Dimanche 5 avril, veille de Pâques, Eric Zemmour était invité sur BFM-TV pendant trois quarts d’heure pour commenter l’actualité. Le candidat malheureux à la présidentielle 2022, multi-condamné pour complicité d’injure publique, provocation à la haine et diffamation, a tenu à donner son avis sur Bally Bagayoko, récemment élu à la mairie de Saint-Denis. Ce qui a provoqué un moment doublement malaisant.
D’abord, Eric Zemmour a affirmé avoir entendu l’édile dire que Saint-Denis était la « ville des Noirs ». On se demande bien comment il peut en être si certain, alors qu’images et sons enregistrés par la télévision ont formellement prouvé que Bally Bagayoko avait dit « ville des rois », la déformation étant née des oreilles racistes de la fachosphère, avant d’être reprise jusque sur les plateaux des télévisions.

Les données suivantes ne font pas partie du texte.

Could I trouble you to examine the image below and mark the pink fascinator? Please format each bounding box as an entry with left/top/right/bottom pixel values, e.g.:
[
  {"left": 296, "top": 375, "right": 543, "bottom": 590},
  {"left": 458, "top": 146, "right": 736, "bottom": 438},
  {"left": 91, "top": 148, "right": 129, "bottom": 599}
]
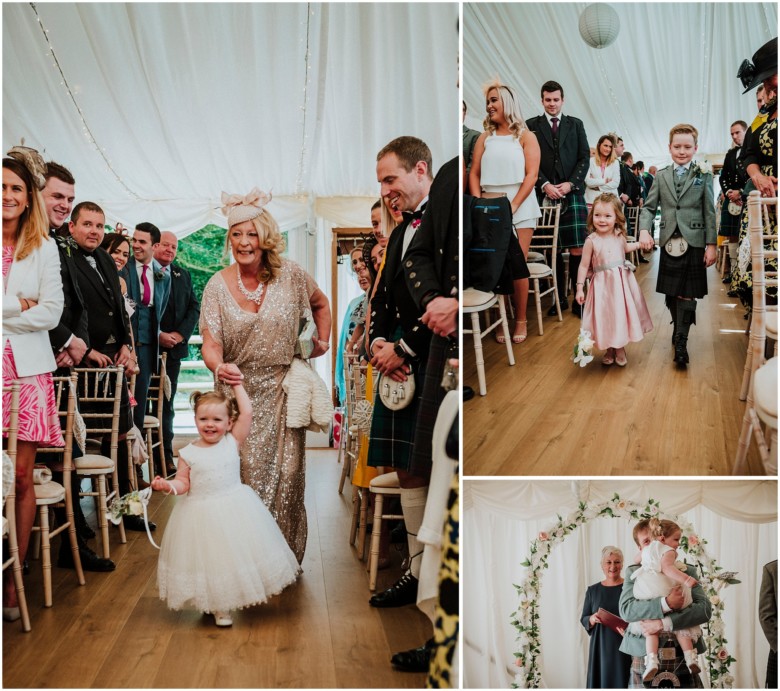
[{"left": 222, "top": 187, "right": 271, "bottom": 228}]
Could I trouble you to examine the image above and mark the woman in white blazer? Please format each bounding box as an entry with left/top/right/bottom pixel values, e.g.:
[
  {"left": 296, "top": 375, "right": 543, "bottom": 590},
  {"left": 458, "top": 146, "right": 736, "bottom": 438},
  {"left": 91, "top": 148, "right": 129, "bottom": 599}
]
[
  {"left": 3, "top": 147, "right": 65, "bottom": 621},
  {"left": 585, "top": 134, "right": 620, "bottom": 208}
]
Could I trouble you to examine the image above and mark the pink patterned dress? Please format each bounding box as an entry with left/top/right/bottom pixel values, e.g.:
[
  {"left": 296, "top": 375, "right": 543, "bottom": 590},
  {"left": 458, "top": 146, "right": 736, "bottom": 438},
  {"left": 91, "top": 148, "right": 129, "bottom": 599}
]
[
  {"left": 581, "top": 233, "right": 653, "bottom": 350},
  {"left": 3, "top": 245, "right": 65, "bottom": 446}
]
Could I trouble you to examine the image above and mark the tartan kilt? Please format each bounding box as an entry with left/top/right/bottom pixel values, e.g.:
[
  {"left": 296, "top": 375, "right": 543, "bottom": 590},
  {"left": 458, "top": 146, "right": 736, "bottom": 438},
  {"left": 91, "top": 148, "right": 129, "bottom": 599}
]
[
  {"left": 628, "top": 650, "right": 704, "bottom": 689},
  {"left": 718, "top": 200, "right": 742, "bottom": 237},
  {"left": 558, "top": 192, "right": 588, "bottom": 249},
  {"left": 366, "top": 362, "right": 425, "bottom": 470},
  {"left": 655, "top": 245, "right": 707, "bottom": 298},
  {"left": 409, "top": 335, "right": 450, "bottom": 477}
]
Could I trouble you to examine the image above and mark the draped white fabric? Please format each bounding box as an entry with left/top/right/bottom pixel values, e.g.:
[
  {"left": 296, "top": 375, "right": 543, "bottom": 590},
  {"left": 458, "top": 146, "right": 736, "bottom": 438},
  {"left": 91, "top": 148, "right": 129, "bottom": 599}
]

Ensuite, voulant prononcer le nom de l’élu, Zemmour s’en est montré incapable, bredouillant un « babababa balek » incompréhensible. Il a fallu que le journaliste le fasse à sa place. Ne pas être capable de prononcer un nom à consonance étrangère, voire faire exprès de l’écorcher, est une vieille tradition raciste, d’autant plus signifiante chez un homme politique qui a si souvent insisté sur l’onomastique comme critère distinctif de la francité. Cela mérite à peine commentaire. En revanche, il est intéressant de s’appesantir un instant sur la phonétique elle-même. Car la suite des sons prononcée par Eric Zemmour est tout aussi signifiante : « babababab ». Pourquoi ? Parce qu’elle rappelle immédiatement un mot important dans l’histoire des représentations de l’étranger : « barbare ».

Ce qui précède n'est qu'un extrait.